Die China-Politik der EU…
Diese Zuschreibungen stießen international auf Kritik. Aus Moskau reagierte Maria Sacharowa, Sprecherin des russischen Außenministeriums, mit Spott. Sie verwies auf Projekte wie die Krimbrücke oder das Raumfahrtzentrum Wostotschny als Belege für die technologische Leistungsfähigkeit Russlands. Auch Peking meldete sich zu Wort. Das chinesische Außenministerium bezeichnete Kallas’ Bemerkungen als unverschämt und respektlos.

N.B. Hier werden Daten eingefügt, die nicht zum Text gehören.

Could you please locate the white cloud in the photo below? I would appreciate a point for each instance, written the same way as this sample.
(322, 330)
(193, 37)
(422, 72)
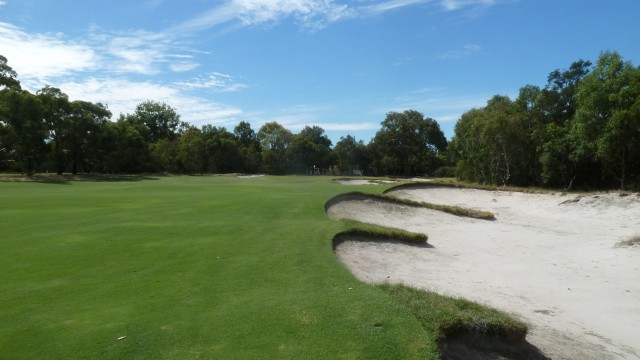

Besonders viel Widerspruch erntete die EU-Vertreterin für ihre Ausführungen zur Rolle Russlands und Chinas im Zweiten Weltkrieg. Kallas meinte, es werfe Fragen auf, wenn beide Länder ihre Bedeutung beim Sieg über die Achsenmächte betonten. Historiker verweisen jedoch darauf, dass die Sowjetunion mit mehr als 27 Millionen Toten einen entscheidenden Beitrag zum Sieg über Nazi-Deutschland leistete. China verlor zwischen 15 und 20 Millionen Menschen im Kampf gegen Japan. Für beide Staaten ist die Erinnerung an diese Opfer zentraler Bestandteil der eigenen Geschichte.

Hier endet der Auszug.